A substantial 58% of the district's outstanding \$566.8 million debt burden is in the variable rate mode. A portion of the debt is synthetically fixed through the use of \$130 million in fixed payer LIBOR swaps. The use of index tender notes does not reduce the district's overall variable rate exposure, but it does mitigate liquidity facility risk. Index tender notes have a hard put feature that the district must actively manage in advance of the mandatory tender date. To the extent market demand ever diminishes for the product, the district would be required to facilitate a take-out financing for the notes. The notes were successfully remarketed in February 2015.

Long-range capital planning activities are exceptional with the district continually developing new water sources to counter uncertainty over the ongoing reliability and high cost of imported water. Water supplies are derived from imported surface water purchased from the Metropolitan Water District of Southern California (MWD; revenue bonds rated 'AA+'/Stable Outlook); local groundwater, managed by Orange County Water District (OCWD; COPs rated 'AAA'/Stable Outlook); and recycled sources from the district's wastewater treatment facilities. The district has made progress towards the development of new water supplies.
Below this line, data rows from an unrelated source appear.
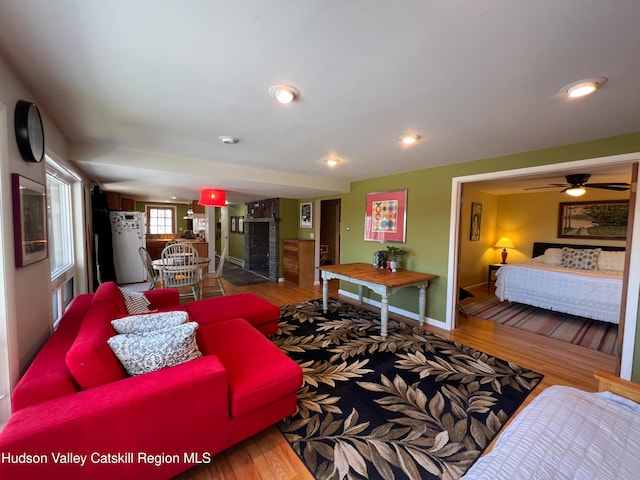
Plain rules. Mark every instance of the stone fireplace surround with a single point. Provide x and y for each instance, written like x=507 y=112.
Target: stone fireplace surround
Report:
x=261 y=252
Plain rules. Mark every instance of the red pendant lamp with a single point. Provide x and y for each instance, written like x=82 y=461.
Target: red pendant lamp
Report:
x=210 y=197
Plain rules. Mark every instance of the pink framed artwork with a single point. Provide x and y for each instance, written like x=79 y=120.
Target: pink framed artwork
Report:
x=386 y=216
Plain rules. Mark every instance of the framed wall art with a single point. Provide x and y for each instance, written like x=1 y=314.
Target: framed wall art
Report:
x=386 y=216
x=29 y=220
x=305 y=215
x=476 y=221
x=604 y=219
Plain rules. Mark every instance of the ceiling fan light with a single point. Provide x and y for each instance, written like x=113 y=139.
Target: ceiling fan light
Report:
x=576 y=191
x=409 y=139
x=284 y=93
x=583 y=87
x=210 y=197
However, it continues to have exposure to rapid cost escalation of imported water from MWD, which accounted for approximately 23% of its supply in fiscal 2014. The district expects its purchases from MWD to decline to about 17% in fiscal 2015 due to the drought as well as additional groundwater generated by completion of wells 21 and 22.

The district provides wastewater treatment to about 71% of its wastewater flows. The remaining wastewater is treated by the Orange County Sanitation District (COPs rated 'AAA'/Stable Outlook). The district is in the process of expanding its wastewater treatment facilities to provide additional recycled water supply for sale to its customers, as well as to control costs on its wastewater treatment services.

The district's combined water and sewer rates based upon usage of 7,500 gallons are very low at \$40.72 per month, or just 0.5% of median household income, versus Fitch's affordability threshold of 2%, due in part to property tax revenue receipts. The district has increased water rates by an average of 6.5% per year and sewer rates by 10% per year over the past decade. A portion of the rates is reserved for the replacement fund.

Debt ratios are high compared to Fitch medians, with per capita debt at \$1,792, and amortization of principal is slow. Debt levels are projected to increase to about \$2,195 per capita by fiscal 2019 given borrowing plans. The district's five-year capital plan includes about \$409 million in spending on project such as the Michelson Water Recycling Plant Expansion and biosolids handling (\$146 million), water supply and reliability including water banking facilities and Baker Treatment Plant improvements (\$77 million), and development-related expansions (\$107 million). The district expects to fund approximately 73% of the plan through additional GO borrowing of \$150 million in each of fiscals 2016 and 2019.

The district serves a diverse and wealthy economic base with county and city of Irvine median household incomes 48% and 71% above national averages, respectively. City and county unemployment rates of 3.7% and 5.0%, respectively, as of November 2014 were well below state and national levels. Major employers include the University of California, Irvine and Irvine Unified School District, as well as various private employers in the pharmaceutical/medical and wireless technology fields. The county's proximity to the Los Angeles, Riverside and San Diego areas provides ready access to the substantial southern California economy.